Significant progress has been made on the development of in situ, i.e., on site, flow cytometric instruments that are capable of automated characterization of phytoplankton communities, however these instruments requiring cabling to a shore-based observatory. Satellite-based ocean color sensors provide critical information on phytoplankton biomass across broad swaths of the sea but characterization of community composition by satellite is difficult and generally limited to species with unique optical signatures.
A trend appears to be emerging toward in situ instruments capable of obtaining greater detail in both phytoplankton morphology and spectroscopy. Bulk optical spectroscopy measurements suffer from overlap of the spectra of many taxa. Mathematical methods exist to separate limited numbers of different fluorescent species from one another. However, the most general and accepted approach to disentangling the optical spectra of differing phytoplankton is to isolate them for individual measurement, either by cytometry or by imaging.
Flow cytometry on naturally-occurring phytoplankton provides both light scattering (size-related information) and laser-excited fluorescence emission intensity (pigment-related information). Light scattering is linked by theory to the morphology and optical constants of phytoplankton, although the mathematics cannot be inverted to determine exact morphology from light scattering. The fluorescence measured by a flow cytometer from natural phytoplankton is likewise limited because not enough of the excitation spectrum of the pigments is usually sampled. Many of the currently-available spectral fluorescence-based instruments, such as the Mini-Tracka II (Chelsea Instruments, UK), the Algae Online Monitor (Photon Systems Instruments, Czech Republic) and the Algae Online Analyzer (bbe Moldaenke, Germany; Beutler et al. 2002) suffer from poor discrimination abilities due to the limited number of excitation wavelengths.
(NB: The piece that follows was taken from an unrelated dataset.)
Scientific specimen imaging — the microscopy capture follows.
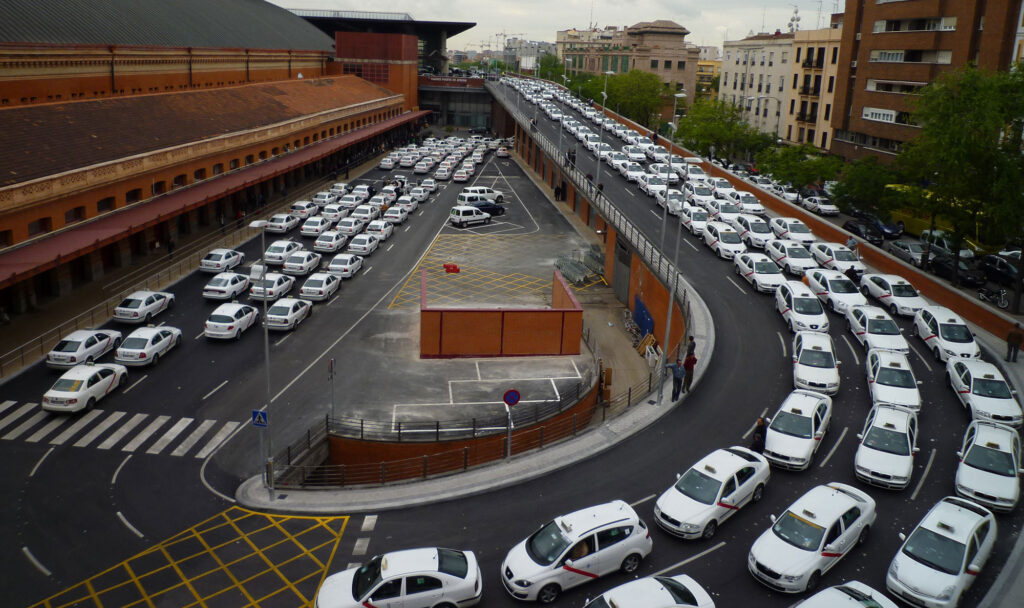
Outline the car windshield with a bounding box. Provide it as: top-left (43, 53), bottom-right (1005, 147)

Imaging provides more information about size and shape than light scattering can provide. Many reports on flow cytometry also provide details of microscopic analysis as a standard for comparison. In one embodiment, flow cytometry may be augmented with rapid imaging if the intention is to obtain information on dominant species. Conversely, fast automated imaging alone has not been shown to discriminate among a wide range of phytoplankton and other particles. Imaging may be coupled with fluorescence for the purpose of classifying or identifying plankton. Full-spectrum absorption spectroscopy has been shown to be a useful tool for classification. However, this technique does not give phytoplankton size and gives relatively limited information on phytoplankton community composition.
Sensors that can be deployed broadly on mobile or fixed platforms that give detailed information on phytoplankton size and species composition have remained elusive. What is needed is a new instrument for in situ discrimination of phytoplankton size and community composition that is compact, inexpensive, and has low power requirements.